Getting the word out about your game ain’t that easy nowadays it seems.

Do you make all your marketing yourself or did you team up with experts in this area? Can you recommend services?

I stumbled across these ppl http://blackshellmedia.com/services/marketing/ but I don’t know if they are good.

Honestly speaking, alpha registration count is lower than what we expected until now. We want people in, but we are not so far in development that we can contact press media and so on to review the game, because it’s still in an alpha stage. We’re thinking about contacting youtubers for a review of the alpha version though.

And we are thinking about going on Steam. Did Steam help you with drawing attention to your game?

Also, early access would be a good thing for the type of game we are making I think.

Steam is not gonna do anything for your marketing out-reach. You’re game will be in the new-releases list for a few days but so will a few dozen other games be.

Press and media only pick up “stories” or games that are already talked about, because that’s what attracts readers. If your game is good enough, and it’s in early beta, it might just be interesting enough to talk about and why not contact sites about and start talking a bit? Most major sites won’t even pick it up , but the smaller sites might and they can bring in some gamers.

if you wait until release to do marketing, you’re way too late :slight_smile: you should have started when you first had something to show people.

Thanks for your reply!

I heard that they introduced a banner rotation for all games in greenlight. Maybe that will help a bit in the future.

We did start marketing about 1 month ago with the launch of our website and the first trailer video. We also started posting on twitter, facebook and g+ at that time. We mostly care about twitter though, because we are expecting the most from this platform. Reddit seems to be a good place too - I’ll have to dive a little more into that.

oh true, if you go through Greenlight first, then you do get some more exposure, since the game will be on the frontpage for a bit longer than the normal steam pages.

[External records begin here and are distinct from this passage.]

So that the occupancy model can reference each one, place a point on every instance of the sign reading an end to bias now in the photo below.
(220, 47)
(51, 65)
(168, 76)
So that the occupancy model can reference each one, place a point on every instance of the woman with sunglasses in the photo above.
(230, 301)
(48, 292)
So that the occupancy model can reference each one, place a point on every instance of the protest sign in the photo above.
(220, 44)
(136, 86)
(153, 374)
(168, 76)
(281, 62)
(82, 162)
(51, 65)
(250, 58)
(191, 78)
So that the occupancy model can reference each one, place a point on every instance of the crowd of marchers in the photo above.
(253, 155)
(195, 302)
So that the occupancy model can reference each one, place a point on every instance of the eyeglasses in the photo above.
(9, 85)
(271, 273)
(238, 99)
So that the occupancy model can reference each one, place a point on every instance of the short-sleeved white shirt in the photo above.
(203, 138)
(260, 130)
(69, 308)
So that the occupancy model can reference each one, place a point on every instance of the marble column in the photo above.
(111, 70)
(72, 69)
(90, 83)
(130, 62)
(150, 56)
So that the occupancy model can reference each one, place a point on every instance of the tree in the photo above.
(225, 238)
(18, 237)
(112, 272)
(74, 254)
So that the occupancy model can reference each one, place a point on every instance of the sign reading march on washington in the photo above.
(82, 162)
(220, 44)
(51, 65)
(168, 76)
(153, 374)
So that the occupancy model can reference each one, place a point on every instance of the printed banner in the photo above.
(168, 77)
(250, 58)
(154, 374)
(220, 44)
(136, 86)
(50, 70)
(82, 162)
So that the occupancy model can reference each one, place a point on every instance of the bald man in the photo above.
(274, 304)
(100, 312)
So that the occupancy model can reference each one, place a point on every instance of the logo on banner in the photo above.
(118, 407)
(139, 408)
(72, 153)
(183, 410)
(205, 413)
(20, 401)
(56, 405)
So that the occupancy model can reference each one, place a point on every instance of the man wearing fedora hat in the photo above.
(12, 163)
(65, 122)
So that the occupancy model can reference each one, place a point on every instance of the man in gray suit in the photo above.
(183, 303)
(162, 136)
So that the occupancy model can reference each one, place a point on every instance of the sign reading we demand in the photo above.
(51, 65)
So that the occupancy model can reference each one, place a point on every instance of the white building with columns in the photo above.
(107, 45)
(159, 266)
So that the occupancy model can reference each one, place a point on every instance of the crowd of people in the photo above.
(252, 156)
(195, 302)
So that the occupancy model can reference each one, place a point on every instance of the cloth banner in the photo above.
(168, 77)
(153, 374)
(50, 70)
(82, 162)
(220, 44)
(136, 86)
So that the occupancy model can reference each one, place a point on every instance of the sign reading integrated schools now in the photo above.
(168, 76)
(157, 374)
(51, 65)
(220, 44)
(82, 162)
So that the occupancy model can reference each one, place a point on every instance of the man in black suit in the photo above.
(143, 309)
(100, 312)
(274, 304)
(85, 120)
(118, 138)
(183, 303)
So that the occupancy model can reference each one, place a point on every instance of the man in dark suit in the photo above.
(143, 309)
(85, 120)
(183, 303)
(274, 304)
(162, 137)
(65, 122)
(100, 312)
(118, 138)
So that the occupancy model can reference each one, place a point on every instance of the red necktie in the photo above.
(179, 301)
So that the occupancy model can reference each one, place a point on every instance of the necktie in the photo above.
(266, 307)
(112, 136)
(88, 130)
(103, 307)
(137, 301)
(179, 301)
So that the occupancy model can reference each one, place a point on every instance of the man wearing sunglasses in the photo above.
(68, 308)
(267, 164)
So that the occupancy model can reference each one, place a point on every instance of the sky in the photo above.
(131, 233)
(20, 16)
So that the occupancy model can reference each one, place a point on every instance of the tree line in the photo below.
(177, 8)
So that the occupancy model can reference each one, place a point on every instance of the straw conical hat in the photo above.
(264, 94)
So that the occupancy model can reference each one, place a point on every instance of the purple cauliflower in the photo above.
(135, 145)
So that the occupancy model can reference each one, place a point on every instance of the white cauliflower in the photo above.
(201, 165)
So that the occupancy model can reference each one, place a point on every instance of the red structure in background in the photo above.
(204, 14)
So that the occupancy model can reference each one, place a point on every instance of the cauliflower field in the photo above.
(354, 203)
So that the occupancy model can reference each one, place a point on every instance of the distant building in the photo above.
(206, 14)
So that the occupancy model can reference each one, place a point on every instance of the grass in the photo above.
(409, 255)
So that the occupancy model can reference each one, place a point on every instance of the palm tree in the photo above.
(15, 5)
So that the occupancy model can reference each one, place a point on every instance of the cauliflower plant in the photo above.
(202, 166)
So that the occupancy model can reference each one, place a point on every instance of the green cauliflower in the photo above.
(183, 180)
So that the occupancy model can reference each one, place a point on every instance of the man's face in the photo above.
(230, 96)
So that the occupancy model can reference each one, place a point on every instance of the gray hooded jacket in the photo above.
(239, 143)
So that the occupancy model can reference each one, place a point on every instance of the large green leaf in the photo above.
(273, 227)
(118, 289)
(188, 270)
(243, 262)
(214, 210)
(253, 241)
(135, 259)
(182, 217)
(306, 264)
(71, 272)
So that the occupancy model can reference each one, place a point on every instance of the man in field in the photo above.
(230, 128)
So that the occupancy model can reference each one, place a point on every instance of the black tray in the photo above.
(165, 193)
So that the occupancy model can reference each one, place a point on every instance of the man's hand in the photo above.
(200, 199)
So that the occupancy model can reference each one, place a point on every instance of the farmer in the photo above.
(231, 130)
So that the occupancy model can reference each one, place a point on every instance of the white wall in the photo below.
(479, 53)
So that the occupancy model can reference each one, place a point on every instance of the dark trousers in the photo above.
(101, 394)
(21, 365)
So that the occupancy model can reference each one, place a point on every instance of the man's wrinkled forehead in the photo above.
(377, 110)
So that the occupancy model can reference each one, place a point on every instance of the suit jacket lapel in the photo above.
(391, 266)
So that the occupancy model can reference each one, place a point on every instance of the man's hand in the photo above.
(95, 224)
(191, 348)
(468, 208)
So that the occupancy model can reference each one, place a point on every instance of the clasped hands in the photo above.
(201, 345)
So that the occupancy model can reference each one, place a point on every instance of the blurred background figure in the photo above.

But the attention you get there is mostly yes/no votes (literally a 50/50 divide for most games I know about).

Having some sort of sign-up or even a beta to try out might increase your results more (haven’t tried that myself).

Twitter and facebook are two good ways for marketing, Twitter is mostly interesting for the quick news posts (any thing like new screenshots, blog posts, etc) and hope it get’s retweeted/favorited enough… and facebook is best for trying to grow your fan base, getting people to like your page so it’s easier to reach them in the future.

Also try to setup a mailing-list and see if you can push people to sign up on that… nothing beats having a direct line to your customers.

reddit is a big mystery… most links,posts seem to just die in a void, at least on all my attempts :slight_smile: but if it DOES get picked up, it goes big pretty quickly.

These days you’ll be lucky to remain visible in New Releases for more than a few hours.

Greenlight won’t really help your actual marketing efforts in any serious sort of way. It’s there just to make Valve’s life a little easier so that they can at least have a little bit of auto-vetting on what they bother letting onto the service.

You do get a few shots at the main capsule on the front page given to you by default when you are finally released on Steam. However you will actually need to massively push the title yourself at the same time: because Valve will perpetuate titles on the front page that start making them a lot of money or getting them a lot of downloads (it’s mostly done on automatic stats). So if you want to maximise your chances, run an exposure round on the main capsule right after and during a massive marketing campaign.

Marketing campaigns these days might easily amount to the tens of thousands of dollars. This is mainly going to be in the form of generic advertising solutions (AdWords, Youtube, Project Wonderful, etc) and the odd cleverly targeted site takeover (eg. RockPaperShotgun) and so on.

Cas :slight_smile:

The benefits of remaining in the Steam front page capsule rotation are enormous and exponentially greater than any exposure you can gain anywhere else for any kind of money. So make it count.

BTW Twitter and Facebook are quite expensive for their supposed effectiveness… but then we’ve also concluded that advertising takes a very long time to mature. As in, using very clever tracking techniques, we can trace sales coming in occurring over a year after advertising exposure. It’s a very, very long game.

Cas :slight_smile:

This is super interesting to me. I’d love to read a more detailed article or blog post about this!